Unfortunately because I was full of heparin and everything happened so fast, I lost a lot of blood. One of the nurses commented that it looked like a crime scene, which I didn’t appreciate (more about my post-partum care in another post). The other thing I just want to mention is that a lot, most as I’ve found, people think that fast labors and deliveries are a good thing. This was actually listed as a complication on my delivery report, “precipitous labor”. Apparently it’s very uncommon for a first delivery (less than 1%) but knowing my history, should we have expected anything other than uncommon? I was also told the contractions during a precipitous labor are a lot more intense and painful, but since I have nothing to compare it to, I’ll just say that yes, it was intense.

Time line:

9:00pm: water broke

2:47am: nurse called my mom to tell her I was at 4cm (though it was around 2:30 when she actually checked me)

2:57am: I called my mom to tell her I was at 9cm

3:15am: started pushing

3:58am: My sweet girl was born!

It was suggested that I also add my initial reaction. When she was put on my chest, we just looked at each other like, WHOA, what just happened? (I have some great pictures of our expressions to each other). I just looked at her and said, "Wow! You were worth it". And she definitely is!


  1. Why did you have a planned c-section if you obviously were able to give birth naturally?

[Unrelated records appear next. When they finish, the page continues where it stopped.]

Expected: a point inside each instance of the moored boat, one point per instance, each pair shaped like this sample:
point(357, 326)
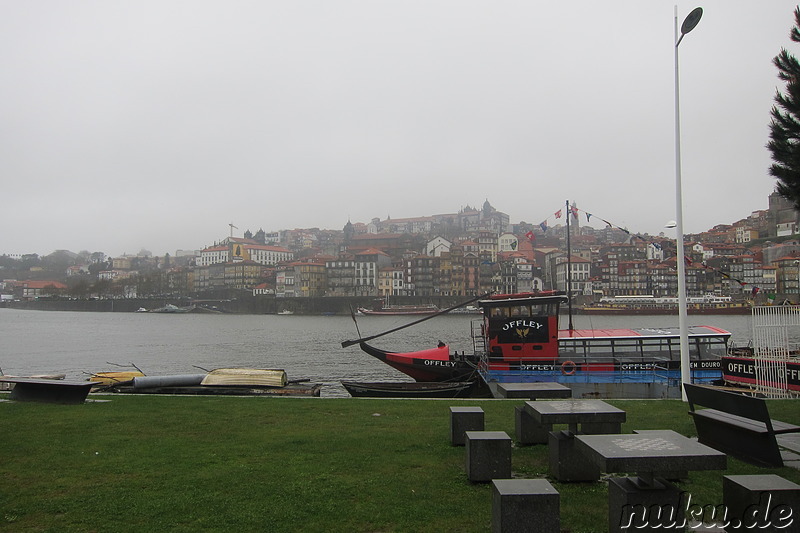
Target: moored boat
point(518, 340)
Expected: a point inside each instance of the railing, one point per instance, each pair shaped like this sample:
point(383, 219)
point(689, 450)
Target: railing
point(772, 349)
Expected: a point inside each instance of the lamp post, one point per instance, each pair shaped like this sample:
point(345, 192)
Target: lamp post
point(686, 373)
point(797, 266)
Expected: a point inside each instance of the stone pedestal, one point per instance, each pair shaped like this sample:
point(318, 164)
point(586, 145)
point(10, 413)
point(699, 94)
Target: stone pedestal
point(566, 462)
point(464, 419)
point(601, 428)
point(637, 507)
point(528, 430)
point(488, 455)
point(525, 506)
point(761, 503)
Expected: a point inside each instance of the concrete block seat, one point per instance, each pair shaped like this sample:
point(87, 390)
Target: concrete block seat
point(525, 505)
point(487, 455)
point(761, 502)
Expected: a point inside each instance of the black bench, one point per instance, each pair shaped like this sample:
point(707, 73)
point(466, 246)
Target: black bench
point(48, 390)
point(736, 424)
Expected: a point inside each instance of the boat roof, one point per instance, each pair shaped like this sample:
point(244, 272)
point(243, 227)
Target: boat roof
point(640, 332)
point(522, 297)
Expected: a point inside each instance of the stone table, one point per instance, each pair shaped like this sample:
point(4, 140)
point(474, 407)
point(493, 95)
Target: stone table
point(631, 500)
point(593, 417)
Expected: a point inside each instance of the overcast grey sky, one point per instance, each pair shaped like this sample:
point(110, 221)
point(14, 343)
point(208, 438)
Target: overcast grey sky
point(153, 124)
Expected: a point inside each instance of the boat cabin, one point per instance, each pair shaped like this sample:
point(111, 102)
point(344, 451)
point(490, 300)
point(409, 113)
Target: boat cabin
point(521, 327)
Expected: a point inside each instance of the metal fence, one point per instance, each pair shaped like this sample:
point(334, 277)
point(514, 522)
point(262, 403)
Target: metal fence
point(772, 347)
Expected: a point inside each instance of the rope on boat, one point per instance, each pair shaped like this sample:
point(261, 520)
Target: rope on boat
point(345, 344)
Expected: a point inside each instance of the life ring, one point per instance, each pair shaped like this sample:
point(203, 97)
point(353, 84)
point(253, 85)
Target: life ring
point(568, 368)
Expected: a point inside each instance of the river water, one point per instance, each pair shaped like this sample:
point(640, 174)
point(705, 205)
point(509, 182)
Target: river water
point(80, 343)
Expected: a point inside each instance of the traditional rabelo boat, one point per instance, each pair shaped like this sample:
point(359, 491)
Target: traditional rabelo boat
point(518, 340)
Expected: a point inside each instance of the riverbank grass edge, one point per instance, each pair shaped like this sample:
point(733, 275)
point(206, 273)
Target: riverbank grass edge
point(278, 464)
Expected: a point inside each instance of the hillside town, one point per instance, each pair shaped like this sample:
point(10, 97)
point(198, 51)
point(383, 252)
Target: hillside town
point(468, 253)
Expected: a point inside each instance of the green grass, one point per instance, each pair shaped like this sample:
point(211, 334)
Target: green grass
point(281, 464)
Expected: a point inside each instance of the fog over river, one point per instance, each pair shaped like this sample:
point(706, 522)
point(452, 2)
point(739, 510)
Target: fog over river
point(79, 343)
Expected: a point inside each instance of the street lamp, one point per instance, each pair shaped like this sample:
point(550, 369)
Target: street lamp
point(686, 373)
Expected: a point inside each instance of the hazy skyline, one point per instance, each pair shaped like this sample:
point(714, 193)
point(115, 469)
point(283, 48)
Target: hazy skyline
point(129, 125)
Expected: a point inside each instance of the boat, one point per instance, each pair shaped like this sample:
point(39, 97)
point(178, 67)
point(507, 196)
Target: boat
point(110, 378)
point(410, 389)
point(518, 340)
point(169, 309)
point(4, 386)
point(652, 305)
point(222, 381)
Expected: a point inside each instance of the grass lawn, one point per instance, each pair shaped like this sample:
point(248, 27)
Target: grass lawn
point(284, 464)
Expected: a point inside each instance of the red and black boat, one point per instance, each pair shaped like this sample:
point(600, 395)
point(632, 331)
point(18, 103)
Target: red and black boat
point(517, 339)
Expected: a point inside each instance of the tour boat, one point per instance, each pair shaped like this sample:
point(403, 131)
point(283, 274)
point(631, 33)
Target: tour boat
point(518, 340)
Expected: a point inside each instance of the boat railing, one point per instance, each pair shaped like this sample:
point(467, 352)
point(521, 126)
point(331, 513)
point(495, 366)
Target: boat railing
point(478, 337)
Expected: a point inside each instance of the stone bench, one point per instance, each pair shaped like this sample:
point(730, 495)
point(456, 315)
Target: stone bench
point(48, 390)
point(761, 502)
point(525, 505)
point(736, 424)
point(463, 419)
point(488, 455)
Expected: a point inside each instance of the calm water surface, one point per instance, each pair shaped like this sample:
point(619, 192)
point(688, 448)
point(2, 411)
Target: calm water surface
point(79, 343)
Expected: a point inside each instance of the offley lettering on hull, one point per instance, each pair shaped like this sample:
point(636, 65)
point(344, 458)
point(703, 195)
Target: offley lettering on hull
point(522, 324)
point(431, 362)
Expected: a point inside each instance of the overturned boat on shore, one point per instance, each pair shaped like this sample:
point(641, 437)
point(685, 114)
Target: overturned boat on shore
point(222, 381)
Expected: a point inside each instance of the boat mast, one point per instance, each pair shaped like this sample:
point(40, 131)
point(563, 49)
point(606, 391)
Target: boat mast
point(361, 339)
point(569, 270)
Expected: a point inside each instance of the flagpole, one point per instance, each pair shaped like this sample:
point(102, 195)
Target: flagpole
point(569, 270)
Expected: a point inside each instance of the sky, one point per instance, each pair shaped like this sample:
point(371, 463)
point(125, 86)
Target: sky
point(147, 124)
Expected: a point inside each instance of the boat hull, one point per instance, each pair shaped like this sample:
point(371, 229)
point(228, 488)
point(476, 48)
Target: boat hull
point(458, 389)
point(436, 364)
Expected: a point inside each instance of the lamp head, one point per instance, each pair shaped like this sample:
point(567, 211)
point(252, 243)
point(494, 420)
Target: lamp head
point(691, 20)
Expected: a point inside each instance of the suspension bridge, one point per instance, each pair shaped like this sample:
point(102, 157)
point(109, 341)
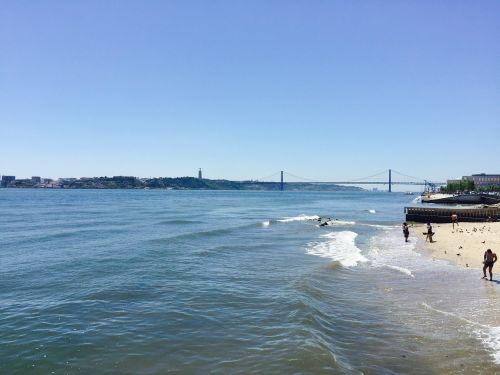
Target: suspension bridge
point(388, 177)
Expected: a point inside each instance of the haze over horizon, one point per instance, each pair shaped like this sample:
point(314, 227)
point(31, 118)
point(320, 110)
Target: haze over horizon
point(327, 90)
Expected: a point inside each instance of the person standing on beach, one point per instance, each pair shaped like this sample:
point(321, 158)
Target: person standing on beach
point(454, 220)
point(406, 231)
point(489, 260)
point(429, 233)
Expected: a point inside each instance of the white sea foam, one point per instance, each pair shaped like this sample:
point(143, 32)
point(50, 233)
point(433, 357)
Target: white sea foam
point(341, 222)
point(338, 246)
point(298, 218)
point(491, 339)
point(406, 271)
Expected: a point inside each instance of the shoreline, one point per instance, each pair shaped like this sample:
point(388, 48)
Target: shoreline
point(464, 246)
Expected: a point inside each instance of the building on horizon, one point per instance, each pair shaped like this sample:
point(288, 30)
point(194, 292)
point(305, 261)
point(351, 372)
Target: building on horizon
point(480, 180)
point(485, 180)
point(6, 180)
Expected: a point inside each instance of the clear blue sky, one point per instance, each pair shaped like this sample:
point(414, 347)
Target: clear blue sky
point(323, 89)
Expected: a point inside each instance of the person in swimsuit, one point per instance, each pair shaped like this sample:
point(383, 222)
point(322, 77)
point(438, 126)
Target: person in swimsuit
point(429, 233)
point(489, 260)
point(406, 231)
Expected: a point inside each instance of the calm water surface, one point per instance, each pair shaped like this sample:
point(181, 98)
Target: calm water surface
point(198, 282)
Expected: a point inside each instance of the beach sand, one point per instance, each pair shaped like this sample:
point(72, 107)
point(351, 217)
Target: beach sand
point(470, 240)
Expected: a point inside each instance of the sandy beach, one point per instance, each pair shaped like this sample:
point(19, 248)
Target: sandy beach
point(465, 245)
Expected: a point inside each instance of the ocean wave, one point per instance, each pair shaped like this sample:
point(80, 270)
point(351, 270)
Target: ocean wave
point(340, 222)
point(338, 246)
point(406, 271)
point(179, 222)
point(298, 218)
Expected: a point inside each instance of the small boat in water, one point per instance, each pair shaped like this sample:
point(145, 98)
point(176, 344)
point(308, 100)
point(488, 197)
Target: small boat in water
point(471, 198)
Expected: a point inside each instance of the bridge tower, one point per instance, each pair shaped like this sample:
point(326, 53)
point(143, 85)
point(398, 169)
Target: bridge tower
point(390, 186)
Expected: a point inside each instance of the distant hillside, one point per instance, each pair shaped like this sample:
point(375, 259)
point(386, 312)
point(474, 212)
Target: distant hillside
point(180, 183)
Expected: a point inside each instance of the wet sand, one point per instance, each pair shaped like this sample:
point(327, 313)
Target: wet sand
point(465, 245)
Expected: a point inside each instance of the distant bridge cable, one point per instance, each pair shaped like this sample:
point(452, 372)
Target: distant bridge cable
point(412, 177)
point(367, 177)
point(299, 178)
point(268, 177)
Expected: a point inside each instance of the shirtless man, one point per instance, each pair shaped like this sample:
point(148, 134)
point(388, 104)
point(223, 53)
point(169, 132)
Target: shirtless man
point(489, 259)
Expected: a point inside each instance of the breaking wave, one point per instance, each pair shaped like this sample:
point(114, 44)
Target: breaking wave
point(338, 246)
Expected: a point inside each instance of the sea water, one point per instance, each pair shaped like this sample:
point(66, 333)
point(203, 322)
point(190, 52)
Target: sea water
point(230, 282)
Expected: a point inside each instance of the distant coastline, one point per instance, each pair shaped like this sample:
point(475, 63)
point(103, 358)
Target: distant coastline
point(172, 183)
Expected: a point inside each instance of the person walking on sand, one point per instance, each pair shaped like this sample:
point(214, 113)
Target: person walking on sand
point(429, 233)
point(406, 231)
point(489, 260)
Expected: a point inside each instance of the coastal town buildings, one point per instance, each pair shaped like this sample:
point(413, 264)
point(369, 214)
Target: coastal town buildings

    no snark, just curious!

  2. Claire, I had a super high-risk pregnancy, and was also on heparin injections twice a day. The heparin complicated things because it needed to be in my system long enough to protect my daughter, but out of my system long enough that I wouldn't bleed out. By scheduling a c-section, we could control when I came off of the heparin. Also, due to some of the auto-immune issues, she was at increased risk of "fetal demise" and they weren't sure how she would tolerate labor. Again, the c-section was the safer option. Nobody expected this to end the way it did :)

  3. Wow congrats to you C and precious little Kate. I am so happy you are getting ready for another FET. I am thinking about MAYBE early next year as I too am getting old LOL. I plan to blog about this soon as I am kinda mixed about it. Anyway welcome back and glad to hear all is well.